Reviews

‘My favourite type of mystery, suspenseful, and where everyone is not what they appear . . . Christine is great at creating atmosphere . . . she evokes the magic of the stage, and her characters [have] a past to be uncovered before the mystery is solved.’ [Stage Fright]

- Lizzie Hayes, MYSTERY WOMEN

Prologue

Presentiment is that long shadow on the lawn
Indicative that suns go down;
The notice to the startled grass
That darkness is about to pass.
Emily Dickinson

It’s hard now to remember what first struck me as not being quite right, but I think it was the garden sprinkler.

I certainly wasn’t concerned when no-one answered the door bell. After all, it was a lovely day, Margaret might have taken her work out into the garden. It’s only with hindsight that everything seems to have been leading up to the moment that split the day like a seismic shock, opening up a gulf between past and present. If I’m to tell this story, if I’m to get it at all clear in my own mind – and after all that’s why I’m writing it: to make sense of the crazy events of the past year – then I must try to get it right.

So: the garden sprinkler. As I walked down the path I heard the gentle swishing without being able quite to identify what the sound was. Then I turned the corner of the house and saw the water falling in slow rhythmic veils. The ground underneath the sprinkler was sodden, the grass almost submerged. It must have been on for hours, all night probably. You’d have to know Margaret as well as I did to understand why that was odd. She ran a tight ship in college and it was the same at home. I’d often thought it was just as well that Malcolm was fanatically tidy, too. They would have driven each other mad otherwise.

A little gust of wind threw a handful of droplets onto my bare arm and raised goose-bumps. I shivered and looked around the garden. At the far side of the garden by the pool was an overturned chair with papers scattered around it. A few more papers were lying on the lawn. I made my way towards the nearest one. When I read the bold print on the top sheet, I positively yelped in surprise and protest.

University of Cambridge Tripos Paper, it said, and, underneath, ‘The Nineteenth Century Novel’. Attached to it by a tag were about a dozen pages of big, loopy writing.

It was one of the exam papers I had come to collect.

I snatched it up and ran towards the pool. And then I saw what hadn’t been visible from the other side of the garden. At the near end a layer of papers floated like water-lilies on the surface. There must have been thirty or forty of them. Thick as the autumnal leaves that strew the brooks in Vallombrosa, I thought. Incongruous quotations tend to dart into my mind at moments of crisis. But perhaps Milton’s description of the rebel angels destined for hell wasn’t as incongruous as all that. If those papers didn’t represent souls exactly, they did represent student lives: three years of work, a degree, a future career. Paradise Lost indeed. Not to mention the hell that was going to break loose when the examining board found out about this. I just couldn’t believe Margaret had been careless enough to let this happen. Careless? That didn’t come near it. This was a crime, right up there with seducing the students or cooking the college books. Worse perhaps. You could probably get sacked out of hand for it.

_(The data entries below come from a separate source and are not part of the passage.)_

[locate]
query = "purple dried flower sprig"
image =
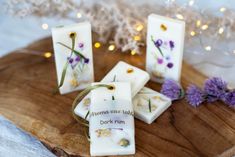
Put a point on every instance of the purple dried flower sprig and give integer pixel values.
(214, 89)
(172, 89)
(195, 96)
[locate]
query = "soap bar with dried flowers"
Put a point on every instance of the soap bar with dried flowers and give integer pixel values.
(111, 125)
(149, 105)
(122, 72)
(165, 44)
(73, 56)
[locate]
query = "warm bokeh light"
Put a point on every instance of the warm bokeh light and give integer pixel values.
(204, 27)
(221, 30)
(45, 26)
(79, 15)
(192, 33)
(179, 16)
(133, 52)
(137, 38)
(47, 54)
(139, 27)
(97, 45)
(208, 48)
(111, 47)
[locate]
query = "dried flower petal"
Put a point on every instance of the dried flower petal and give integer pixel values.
(159, 60)
(172, 44)
(215, 89)
(195, 96)
(158, 43)
(170, 65)
(230, 99)
(124, 142)
(86, 60)
(172, 89)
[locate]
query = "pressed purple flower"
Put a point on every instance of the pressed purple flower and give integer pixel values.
(172, 44)
(215, 89)
(170, 65)
(195, 96)
(70, 60)
(168, 57)
(172, 89)
(158, 43)
(165, 43)
(80, 45)
(159, 60)
(230, 98)
(86, 60)
(77, 59)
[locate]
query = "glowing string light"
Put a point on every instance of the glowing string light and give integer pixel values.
(221, 30)
(111, 47)
(179, 16)
(222, 9)
(137, 38)
(133, 52)
(191, 2)
(45, 26)
(97, 45)
(79, 15)
(204, 27)
(47, 54)
(192, 33)
(198, 23)
(139, 27)
(208, 48)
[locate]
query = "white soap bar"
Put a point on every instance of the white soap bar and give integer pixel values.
(111, 125)
(122, 72)
(79, 73)
(165, 45)
(149, 105)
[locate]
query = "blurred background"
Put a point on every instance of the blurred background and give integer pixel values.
(209, 42)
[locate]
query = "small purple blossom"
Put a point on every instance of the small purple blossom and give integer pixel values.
(195, 96)
(158, 43)
(172, 44)
(168, 57)
(80, 45)
(70, 60)
(172, 89)
(159, 60)
(77, 59)
(86, 60)
(170, 65)
(215, 89)
(229, 98)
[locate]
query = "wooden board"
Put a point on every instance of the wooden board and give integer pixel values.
(26, 83)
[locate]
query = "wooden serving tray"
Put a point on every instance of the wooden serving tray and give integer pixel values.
(27, 81)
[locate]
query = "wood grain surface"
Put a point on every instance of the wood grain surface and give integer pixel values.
(26, 83)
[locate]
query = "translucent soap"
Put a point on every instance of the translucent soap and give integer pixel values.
(165, 46)
(122, 72)
(149, 105)
(111, 124)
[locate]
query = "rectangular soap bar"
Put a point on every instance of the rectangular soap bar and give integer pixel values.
(79, 66)
(122, 72)
(111, 125)
(165, 45)
(149, 105)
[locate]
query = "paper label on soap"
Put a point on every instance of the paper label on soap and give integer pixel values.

All this flashed through my mind in the time it took me to run in through the conservatory door and bellow for Margaret. Then I rushed back to begin gathering up swathes of papers from the pavement before another gust of wind could sweep them into the water. I dumped them on the white cast-iron table by the pool and anchored them with a wine-bottle that was standing on it. Then I lay on my stomach, the chill of the stone striking up through my thin summer dress, and plunged my hands into the water. I winced at the sudden cold. Most of the papers had drifted towards the middle of the pool out of reach. The few I did manage to scoop up were sodden, the pages stuck together and the writing blurred into illegibility. I could have wept.

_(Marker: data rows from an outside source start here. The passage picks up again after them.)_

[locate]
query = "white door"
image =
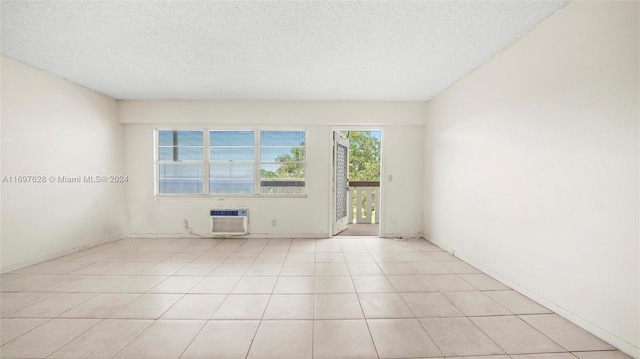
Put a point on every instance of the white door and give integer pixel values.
(341, 183)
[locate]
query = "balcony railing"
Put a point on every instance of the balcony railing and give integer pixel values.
(364, 201)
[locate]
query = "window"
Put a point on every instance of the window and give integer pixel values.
(282, 161)
(231, 162)
(243, 162)
(180, 159)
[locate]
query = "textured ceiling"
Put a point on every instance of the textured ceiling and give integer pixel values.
(276, 50)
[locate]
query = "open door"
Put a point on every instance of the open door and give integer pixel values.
(341, 183)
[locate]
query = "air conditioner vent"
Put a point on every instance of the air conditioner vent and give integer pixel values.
(229, 221)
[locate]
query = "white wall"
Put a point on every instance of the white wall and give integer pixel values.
(532, 167)
(402, 131)
(52, 127)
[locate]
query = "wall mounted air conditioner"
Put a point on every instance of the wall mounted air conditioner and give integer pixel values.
(229, 221)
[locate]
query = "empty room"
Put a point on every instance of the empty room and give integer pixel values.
(320, 179)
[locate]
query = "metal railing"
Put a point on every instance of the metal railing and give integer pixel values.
(363, 199)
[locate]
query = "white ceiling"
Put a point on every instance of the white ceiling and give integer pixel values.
(275, 50)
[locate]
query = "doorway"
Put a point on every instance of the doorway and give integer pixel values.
(356, 182)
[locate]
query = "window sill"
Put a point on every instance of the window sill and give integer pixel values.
(221, 197)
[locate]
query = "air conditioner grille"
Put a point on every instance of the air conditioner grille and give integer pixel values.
(229, 221)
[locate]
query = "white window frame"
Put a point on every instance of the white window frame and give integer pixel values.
(207, 161)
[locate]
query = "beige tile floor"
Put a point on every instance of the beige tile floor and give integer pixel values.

I’d need some kind of implement to get the rest out. I scrabbled to my feet and gazed around the garden, cursing Margaret’s tidiness. There wasn’t a rake or a hoe in sight. Then I saw the wooden clothes prop standing against the wall of the house. I grabbed it and rushed round to the other side of the pool, hoping I could push the papers to the side using the forked end. I misjudged the weight. The end of the prop landed with a splash among the papers and disappeared below the surface. I groaned and tried to pull the prop back. It seemed to catch on something. Without thinking, I gave a great tug.

As the prop came free, I staggered back. There was a strange heaving in the water. The papers rocked in the swell.

A hand, white and bloated, thrust itself up through the litter of papers.